Questioni di genere

Maschio nudo non richiesto: più ridicolezza o sofferenza?

21 Novembre 2017

Nel suo irreversibile declino, il maschio pensa di poter offrire il meglio di sé nella sua più completa nudità – il che sarebbe davvero significativo nell’accezione più introspettiva e spirituale della parola. In realtà, le cronache recenti ci narrano di una nudità molto meno profonda, semmai più contemporanea e molesta, dove la soluzione a tutte le sollecitazioni contingenti dei nostri eroi d’oltreoceano e nostrani si risolverebbe calando interamente le braghe di fronte a una ragazza leggermente interdetta. Quello della nudità (integrale) è forse un punto centrale dei rapporti tra uomo e donna. Sotto questo aspetto, qualche giorno fa ci è stato raccontato un episodio illuminante, per l’attendibilità del raccontatore e dei protagonisti sul campo, uno dei quali – una nostra archistar ampiamente riconosciuta – concentra evidentemente su di sé la sintesi liquidatoria che anima oggi i rapporti tra maschio e femmina. Una sera, in una situazione del tutto amichevole e conviviale, questo signore si convinse che fosse giunto il momento di esprimere il suo gradimento nei confronti di un’ospite della serata semplificando massimamente il dialogo. Riducendolo sostanzialmente a zero. Per cui, approfittando di qualche momento di assenza di questa amica conosciuta per l’occasione, al suo rientro nella stanza l’accolse privo d’ogni titubanza, completamente biotto, calzini compresi. Dopo qualche frazione di comprensibile smarrimento, la signora se ne uscì con un inequivocabile: «Ma sei scemo?», seguito da un altrettanto inequivocabile avvertimento: «Se ti avvicini, urlo». Solo allora l’archistar comprese lucidamente l’architrave della questione, raccolse i suoi stracci e lasciò malinconicamente la scena.
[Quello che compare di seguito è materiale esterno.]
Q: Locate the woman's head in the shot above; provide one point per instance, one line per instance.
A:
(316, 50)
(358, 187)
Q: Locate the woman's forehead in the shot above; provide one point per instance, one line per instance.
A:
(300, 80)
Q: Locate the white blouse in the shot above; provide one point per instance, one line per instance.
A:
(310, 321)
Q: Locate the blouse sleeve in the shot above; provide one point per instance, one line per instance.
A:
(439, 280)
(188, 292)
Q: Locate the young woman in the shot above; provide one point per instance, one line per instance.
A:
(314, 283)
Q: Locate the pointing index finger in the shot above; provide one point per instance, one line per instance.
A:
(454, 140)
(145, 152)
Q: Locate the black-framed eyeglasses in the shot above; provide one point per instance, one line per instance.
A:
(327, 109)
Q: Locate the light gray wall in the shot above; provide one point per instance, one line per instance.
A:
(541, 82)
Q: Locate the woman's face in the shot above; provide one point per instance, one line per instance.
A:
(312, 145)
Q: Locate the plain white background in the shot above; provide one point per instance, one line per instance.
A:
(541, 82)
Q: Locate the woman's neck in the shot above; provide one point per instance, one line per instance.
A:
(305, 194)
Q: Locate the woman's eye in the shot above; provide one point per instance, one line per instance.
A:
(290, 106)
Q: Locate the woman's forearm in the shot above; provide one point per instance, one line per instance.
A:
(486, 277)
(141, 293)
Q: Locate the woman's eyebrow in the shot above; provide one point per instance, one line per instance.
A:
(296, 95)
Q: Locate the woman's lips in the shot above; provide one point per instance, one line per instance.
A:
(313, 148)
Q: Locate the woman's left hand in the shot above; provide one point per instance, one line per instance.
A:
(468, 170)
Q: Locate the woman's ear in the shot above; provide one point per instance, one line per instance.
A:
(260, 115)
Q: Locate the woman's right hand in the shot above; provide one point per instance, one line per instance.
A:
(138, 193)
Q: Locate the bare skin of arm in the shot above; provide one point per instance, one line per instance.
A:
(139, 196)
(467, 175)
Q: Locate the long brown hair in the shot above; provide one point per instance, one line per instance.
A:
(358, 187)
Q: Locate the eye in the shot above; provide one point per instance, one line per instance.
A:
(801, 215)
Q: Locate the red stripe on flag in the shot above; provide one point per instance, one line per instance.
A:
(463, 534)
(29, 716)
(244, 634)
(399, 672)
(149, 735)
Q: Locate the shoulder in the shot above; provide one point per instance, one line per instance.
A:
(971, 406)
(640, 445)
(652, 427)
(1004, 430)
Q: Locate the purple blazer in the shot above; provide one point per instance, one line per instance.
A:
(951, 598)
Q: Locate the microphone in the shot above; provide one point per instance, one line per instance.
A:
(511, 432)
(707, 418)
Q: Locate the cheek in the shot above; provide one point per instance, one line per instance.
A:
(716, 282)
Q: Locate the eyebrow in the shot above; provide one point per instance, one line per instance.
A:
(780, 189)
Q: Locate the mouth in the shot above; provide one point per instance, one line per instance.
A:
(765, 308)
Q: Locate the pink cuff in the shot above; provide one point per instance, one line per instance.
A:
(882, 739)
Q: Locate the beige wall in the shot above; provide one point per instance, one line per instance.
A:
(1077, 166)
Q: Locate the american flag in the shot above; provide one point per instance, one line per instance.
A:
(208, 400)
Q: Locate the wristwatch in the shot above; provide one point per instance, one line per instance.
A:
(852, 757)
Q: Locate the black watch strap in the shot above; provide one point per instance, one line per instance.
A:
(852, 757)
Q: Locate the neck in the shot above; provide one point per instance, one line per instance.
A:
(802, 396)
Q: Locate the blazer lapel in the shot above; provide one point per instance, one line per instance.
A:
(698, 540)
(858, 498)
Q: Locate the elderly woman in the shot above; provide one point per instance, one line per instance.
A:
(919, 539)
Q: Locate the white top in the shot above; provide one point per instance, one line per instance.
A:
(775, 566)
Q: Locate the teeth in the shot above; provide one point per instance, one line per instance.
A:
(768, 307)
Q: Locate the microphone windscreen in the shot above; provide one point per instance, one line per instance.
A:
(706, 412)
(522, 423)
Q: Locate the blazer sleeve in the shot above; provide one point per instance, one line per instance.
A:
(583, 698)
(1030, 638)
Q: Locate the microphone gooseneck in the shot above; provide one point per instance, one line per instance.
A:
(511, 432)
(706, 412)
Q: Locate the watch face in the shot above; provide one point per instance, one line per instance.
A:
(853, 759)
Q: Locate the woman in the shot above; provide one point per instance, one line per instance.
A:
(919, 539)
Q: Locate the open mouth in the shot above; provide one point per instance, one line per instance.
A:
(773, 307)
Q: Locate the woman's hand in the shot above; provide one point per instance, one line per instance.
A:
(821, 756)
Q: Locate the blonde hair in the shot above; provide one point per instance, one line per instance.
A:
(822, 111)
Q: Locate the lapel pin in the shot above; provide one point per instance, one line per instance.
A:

Nell’atto del farsi trovare completamente nudo (con decisione unilaterale), il maschio intenderebbe ridurre gli spazi di sofferenza. La sofferenza di un dialogo possibile, di una conseguente valutazione intellettuale, di quel duopolio delle opportunità che porta le persone alla felicità di scegliere, rinunciando o accettando qualsiasi forma di ulteriore rapporto. Qui non si vuole negare la possibilità di un fraintendimento – per carità, tutti abbiamo frainteso – ma da fraintendere a smanettarsi da biotti ancora ne corre parecchio. La paura di essere giudicati da una donna resta uno dei luoghi oscuri che il maschio non riesce (ancora) a risolvere. Basta pensare, appunto, ai luoghi di lavoro quando le donne assumono posizioni di responsabilità e hanno, nella filiera aziendale, responsabilità di soggetti maschi che variamente “soffrono” la situazione per molti di loro del tutto inconcepibile. Non vi appaia una traduzione troppo arbitraria, ma i rapporti di lavoro sono strettamente correlati ai rapporti sessuali. C‘è il passaggio stretto del ribaltamento dei ruoli, di un’impreparazione storica a una “nuova” condizione sociale che prelude a quello sfregio nel tabernacolo maschile della parità, parola che in certi mondi mantiene un suo senso di osceno.

C’è indubbiamente qualcosa di imperscrutabile nella condizione di un maschio dai buonissimi studi, con piena coscienza della sua condizione sociale, che mette sé stesso nella condizione di ridicolezza estrema dell’essere valutato per quel nudo che è – sino a rischiare l’insopportabile dileggio femminile. Vero, in molte occasioni si pensa di tamponare questo pericolo con il dislivello delle condizioni, che porta il soggetto teoricamente più “debole” a dover subire una pressione insopportabile. E questo è un fatto. Ma la nudità consapevole, il togliersi completamente gli abiti esercitando una forma di violenza prima di tutto spirituale e poi persino estetica, consente al maschio di esercitare la sua forma potente e unilaterale di seduzione dall’alto, evitando la forma più compiuta di seduzione condivisa, fatta di leggerezza consapevole, di piccoli gesti, di perversioni appena evocate, di visioni parallele. Niente che abbia certezza e che dia certezza, ma proprio qui sta il bello.

Calarsi le braghe, insomma, è il più grande gesto di debolezza mai immaginato da un maschio. Invece di ridurre le distanza, com’egli immaginerebbe, le moltiplica e qui neppure per un istante, per un’ovvia delicatezza, se n’è voluto fare una questione di centimetri.